Written on April 23, 2021

In this post we are going to play with pyextremes a python library that does everything (and more) I have been talking about the two previous posts. After a bit of EDA, we are going to fit use BM and POT to compute the return values – could be interesting to know what magnitude to expect at a given horizon, no?

\(m\)-years return values/levels are the “high quantile for which the probability that the annual maximum exceeds this quantile is \(1/m\)” – see 100-year flood (wiki).

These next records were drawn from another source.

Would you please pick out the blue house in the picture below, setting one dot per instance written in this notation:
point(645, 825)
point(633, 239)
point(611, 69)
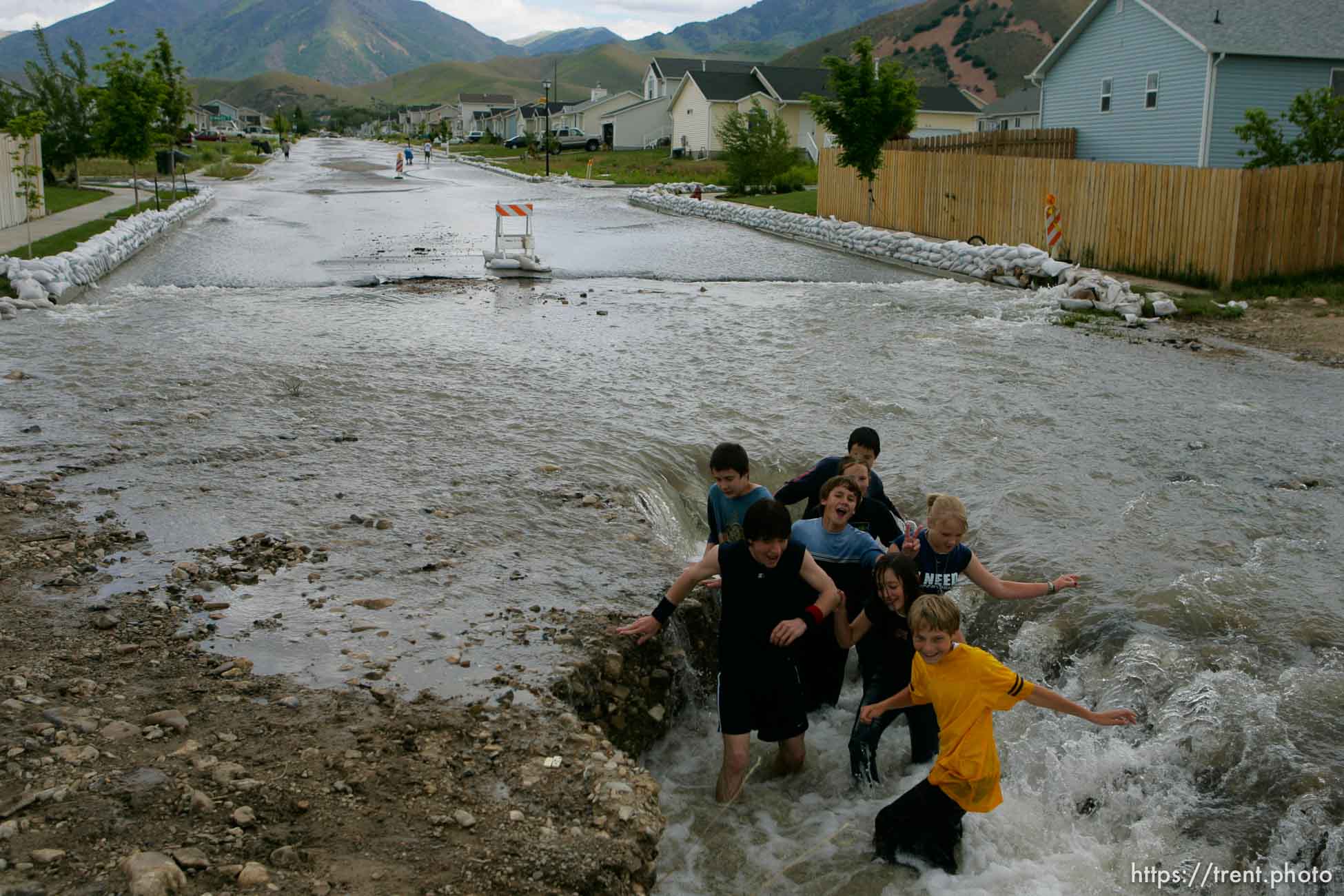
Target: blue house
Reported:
point(1165, 81)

Setup and data - Earthquakes in CA

Setup

A bit of setup first…

!pip3.8 install -q -U emcee folium pyextremes statsmodels

import pandas as pd
import numpy as np

%matplotlib inline
import matplotlib as mpl
from matplotlib import pylab as plt
import matplotlib.dates as mdates
import seaborn as sns
sns.set(rc={'figure.figsize':(18,6)})
sns.set_style("ticks")

cmap = plt.get_cmap('plasma')

import statsmodels.api as sm

from pyextremes import EVA, __version__
import pyextremes

from pyextremes.plotting import (
    plot_extremes,
    plot_trace,
    plot_corner,
)

vmin=3.0
vmax=9.0

print("pyextremes", __version__)

pyextremes 2.2.1

Data

Data are from the Northern California Earthquake Data Center (NCEDC).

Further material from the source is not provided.